Pathfinders, seventh-grade students from Philip A. Sharp Middle School, spent most of the day Tuesday, April 6, picking up garbage and debris on various vacant lots and streets in the city of Falmouth.

The day’s work was part of a beautification project being sponsored and funded in part by a Kentucky Team & Serve grant through the Kentucky Commission of Community Volunteer Services. The grant is administered through the Pendleton County Industrial Authority.

The one-day cleanup for Falmouth was the culminating event for the students’ yearlong study of ecology and environmental awareness. The students have studied a unit on energy. They have learned how solid waste can be used  to produce energy and that plants burn solid waste and generate energy.

“I think this has really been a learning experience for us,” student Dalina Bogan said. “I never thought or dreamed about this much trash lying around just in town.”

Tabitha Zipp said she quit littering long ago. “I feel like our project is helping the community.”

Christina Morgan said, “This cleanup is also helping our environment and it helps the area to look a lot better without all the trash scattered all over.”

 

50 Years Ago - April 12, 1974

The tornado that ripped through Harrison County Wednesday evening has cost the Harrison Rural Electric Cooperative Corporation, which serves parts of Pendleton County, at least $150,000 in damages.

The electric utility had 150 line poles downed, some broken off like a matchstick and blown as far as 200 feet from the initial site, plus 25 miles of line gone.

W.O. Penn, manager of the co-op, said that not one person was killed in the tornado in Harrison County, but that probably 150 homes were lost and also 147 tobacco barns leveled.

About 700 cows in Harrison County were reported killed by the winds and 2,000 cattle scattered.

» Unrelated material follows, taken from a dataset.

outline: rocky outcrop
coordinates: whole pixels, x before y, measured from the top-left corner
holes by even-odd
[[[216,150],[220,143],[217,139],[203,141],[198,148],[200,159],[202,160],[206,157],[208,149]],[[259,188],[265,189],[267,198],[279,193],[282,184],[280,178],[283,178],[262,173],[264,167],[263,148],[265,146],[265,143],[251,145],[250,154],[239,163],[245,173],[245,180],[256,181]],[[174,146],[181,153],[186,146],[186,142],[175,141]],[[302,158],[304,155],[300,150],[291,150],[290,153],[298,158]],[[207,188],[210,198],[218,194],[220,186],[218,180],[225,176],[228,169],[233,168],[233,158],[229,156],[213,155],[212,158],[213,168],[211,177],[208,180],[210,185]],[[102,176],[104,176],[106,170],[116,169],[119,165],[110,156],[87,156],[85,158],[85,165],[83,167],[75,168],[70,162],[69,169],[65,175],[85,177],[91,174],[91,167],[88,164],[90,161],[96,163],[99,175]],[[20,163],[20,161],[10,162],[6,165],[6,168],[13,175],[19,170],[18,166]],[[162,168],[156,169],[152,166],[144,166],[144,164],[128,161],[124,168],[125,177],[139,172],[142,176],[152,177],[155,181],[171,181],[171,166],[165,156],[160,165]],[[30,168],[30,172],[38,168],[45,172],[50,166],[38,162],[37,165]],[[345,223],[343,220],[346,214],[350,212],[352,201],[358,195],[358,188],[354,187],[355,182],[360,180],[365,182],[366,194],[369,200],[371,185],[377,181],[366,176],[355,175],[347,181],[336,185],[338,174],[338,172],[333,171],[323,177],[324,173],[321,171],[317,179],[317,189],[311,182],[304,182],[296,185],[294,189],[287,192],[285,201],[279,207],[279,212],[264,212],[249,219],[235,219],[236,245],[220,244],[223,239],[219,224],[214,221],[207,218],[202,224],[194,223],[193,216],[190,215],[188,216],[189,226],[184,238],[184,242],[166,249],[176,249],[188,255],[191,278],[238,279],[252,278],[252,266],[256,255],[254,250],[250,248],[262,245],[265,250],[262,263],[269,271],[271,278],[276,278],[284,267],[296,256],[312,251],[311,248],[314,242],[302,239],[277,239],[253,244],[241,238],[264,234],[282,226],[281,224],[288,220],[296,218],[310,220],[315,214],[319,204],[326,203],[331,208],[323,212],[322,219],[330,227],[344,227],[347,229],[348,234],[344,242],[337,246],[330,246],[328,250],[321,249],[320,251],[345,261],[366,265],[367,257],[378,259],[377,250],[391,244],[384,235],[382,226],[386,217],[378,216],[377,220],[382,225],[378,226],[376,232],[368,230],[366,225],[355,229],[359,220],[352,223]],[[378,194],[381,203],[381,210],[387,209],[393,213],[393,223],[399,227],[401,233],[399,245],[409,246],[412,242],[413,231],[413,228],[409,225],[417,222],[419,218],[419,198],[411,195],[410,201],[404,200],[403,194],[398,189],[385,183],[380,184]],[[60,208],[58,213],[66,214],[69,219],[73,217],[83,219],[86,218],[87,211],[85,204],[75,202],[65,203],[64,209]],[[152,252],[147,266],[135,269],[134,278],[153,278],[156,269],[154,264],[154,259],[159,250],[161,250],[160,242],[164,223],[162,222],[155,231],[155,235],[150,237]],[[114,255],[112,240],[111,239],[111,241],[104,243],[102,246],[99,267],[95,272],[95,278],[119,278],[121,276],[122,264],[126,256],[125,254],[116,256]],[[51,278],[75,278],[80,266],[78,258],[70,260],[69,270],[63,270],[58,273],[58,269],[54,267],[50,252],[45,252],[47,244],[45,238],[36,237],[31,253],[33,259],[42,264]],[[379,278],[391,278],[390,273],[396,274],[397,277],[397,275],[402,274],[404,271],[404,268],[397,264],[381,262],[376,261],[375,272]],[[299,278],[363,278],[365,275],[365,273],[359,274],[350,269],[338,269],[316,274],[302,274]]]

The tornado left more than $1 million in damage in its wake.

Lights in the city of Falmouth and most of Pendleton County were out for the entire evening, coming back on about 1 a.m.

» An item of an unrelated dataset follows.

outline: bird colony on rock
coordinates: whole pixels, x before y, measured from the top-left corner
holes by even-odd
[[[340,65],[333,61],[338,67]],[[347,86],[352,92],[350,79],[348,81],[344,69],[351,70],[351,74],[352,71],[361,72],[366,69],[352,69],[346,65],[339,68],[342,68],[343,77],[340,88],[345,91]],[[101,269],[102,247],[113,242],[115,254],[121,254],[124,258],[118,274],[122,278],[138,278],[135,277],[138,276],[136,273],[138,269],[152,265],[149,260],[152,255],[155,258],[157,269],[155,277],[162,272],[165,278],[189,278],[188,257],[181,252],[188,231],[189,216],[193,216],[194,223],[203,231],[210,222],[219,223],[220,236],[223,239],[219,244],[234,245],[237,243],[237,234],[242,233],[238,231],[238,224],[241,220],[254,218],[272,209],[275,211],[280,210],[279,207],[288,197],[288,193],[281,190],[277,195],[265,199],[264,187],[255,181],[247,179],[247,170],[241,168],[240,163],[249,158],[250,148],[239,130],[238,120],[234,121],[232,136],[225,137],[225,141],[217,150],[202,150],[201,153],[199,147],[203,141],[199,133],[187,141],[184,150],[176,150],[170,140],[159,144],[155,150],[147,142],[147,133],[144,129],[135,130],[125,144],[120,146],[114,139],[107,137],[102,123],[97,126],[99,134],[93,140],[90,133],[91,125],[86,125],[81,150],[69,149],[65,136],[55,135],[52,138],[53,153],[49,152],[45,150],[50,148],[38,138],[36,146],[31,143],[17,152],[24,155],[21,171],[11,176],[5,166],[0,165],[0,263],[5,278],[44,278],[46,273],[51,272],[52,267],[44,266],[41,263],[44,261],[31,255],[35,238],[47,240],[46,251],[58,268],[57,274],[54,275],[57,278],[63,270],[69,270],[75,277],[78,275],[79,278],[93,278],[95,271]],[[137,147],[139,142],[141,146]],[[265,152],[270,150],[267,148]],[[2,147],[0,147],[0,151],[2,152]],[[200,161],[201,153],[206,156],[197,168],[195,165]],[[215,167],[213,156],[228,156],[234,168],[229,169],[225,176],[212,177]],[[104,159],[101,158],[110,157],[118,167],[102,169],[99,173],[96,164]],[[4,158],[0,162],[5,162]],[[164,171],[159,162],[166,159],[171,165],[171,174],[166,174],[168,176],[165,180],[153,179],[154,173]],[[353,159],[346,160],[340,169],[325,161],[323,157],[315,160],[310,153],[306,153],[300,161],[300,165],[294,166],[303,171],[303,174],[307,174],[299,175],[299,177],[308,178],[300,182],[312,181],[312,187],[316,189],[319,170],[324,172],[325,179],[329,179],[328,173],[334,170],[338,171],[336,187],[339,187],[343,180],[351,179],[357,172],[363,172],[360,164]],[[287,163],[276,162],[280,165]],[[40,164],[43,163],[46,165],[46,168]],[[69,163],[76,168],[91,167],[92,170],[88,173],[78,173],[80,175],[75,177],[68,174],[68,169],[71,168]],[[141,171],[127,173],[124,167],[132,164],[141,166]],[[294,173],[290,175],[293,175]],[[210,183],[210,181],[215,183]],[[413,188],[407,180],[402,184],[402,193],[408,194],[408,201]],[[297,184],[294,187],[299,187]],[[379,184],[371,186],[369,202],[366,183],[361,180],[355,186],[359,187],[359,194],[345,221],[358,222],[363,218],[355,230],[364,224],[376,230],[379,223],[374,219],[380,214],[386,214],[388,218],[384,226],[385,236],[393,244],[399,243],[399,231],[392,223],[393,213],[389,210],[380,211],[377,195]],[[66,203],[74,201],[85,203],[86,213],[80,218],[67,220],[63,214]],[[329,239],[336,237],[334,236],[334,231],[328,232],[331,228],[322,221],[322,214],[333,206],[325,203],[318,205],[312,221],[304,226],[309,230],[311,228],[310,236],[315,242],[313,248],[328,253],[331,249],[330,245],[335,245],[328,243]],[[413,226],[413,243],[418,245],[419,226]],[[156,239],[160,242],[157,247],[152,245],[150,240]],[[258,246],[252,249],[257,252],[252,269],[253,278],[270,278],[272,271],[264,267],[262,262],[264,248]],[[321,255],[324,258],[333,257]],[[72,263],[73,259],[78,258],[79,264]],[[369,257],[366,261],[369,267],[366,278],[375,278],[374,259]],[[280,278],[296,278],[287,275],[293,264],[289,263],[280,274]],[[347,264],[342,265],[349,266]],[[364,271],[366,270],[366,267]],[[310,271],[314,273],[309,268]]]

Sheriff Harold Wright reported no damage in the county, but that were was some hail and heavy rain in the southern part of the county.

State police broadcasts reported a tornado in the Falmouth area, to the east, but it traveled away from the city toward southern Ohio.

 

75 Years Ago - April 15, 1949

The unusually warm weather during the past winter has been very favorable for the arrival of all types of internal parasites of livestock.

This is especially true of several types of roundworms in sheep.

Sheepmen will need to be very careful in carrying out the phenothiazine program if serious losses of lambs is to be prevented.

R.C. Miller, sheep specialist, in his discussion at the annual countywide meeting, suggested that the phenothiazine salt mixture should be started in early April this year because of the warm weather.

 

100 Years Ago - April 11, 1924

In order to bring about a better understanding as to the position taken by the Cynthiana Business Men’s Club and the Falmouth Commercial Club relative to the proposed hydro-electric dam across Main Licking near Falmouth, the directors of the local club entertained a delegation of Falmouth business men at a diner last Friday evening.

The delightful food was served by the ladies of the Methodist Church in the church dining room, and in addition to the directors of the Cynthiana organization, the Messers. Arnold, Barker, Crecelius, Bishop, Arnold, Kirby, Berger and Hebday, all representing the Falmouth Club, were present.

It was rumored about Falmouth that the Cynthiana Business Men’s Club was exerting its efforts to stop the dam project and that letters had been written to Washington to this end.

As soon as it was learned that all the Cynthiana Club asked was that a substantial bridge be erected at Claysville so as not to inconvenience the traveling public, the meeting was converted into a social affair.

The visitors left much pleased with the attitude taken by the local club and it is believed that both Falmouth and Cynthiana will work to get this dam, if it be possible.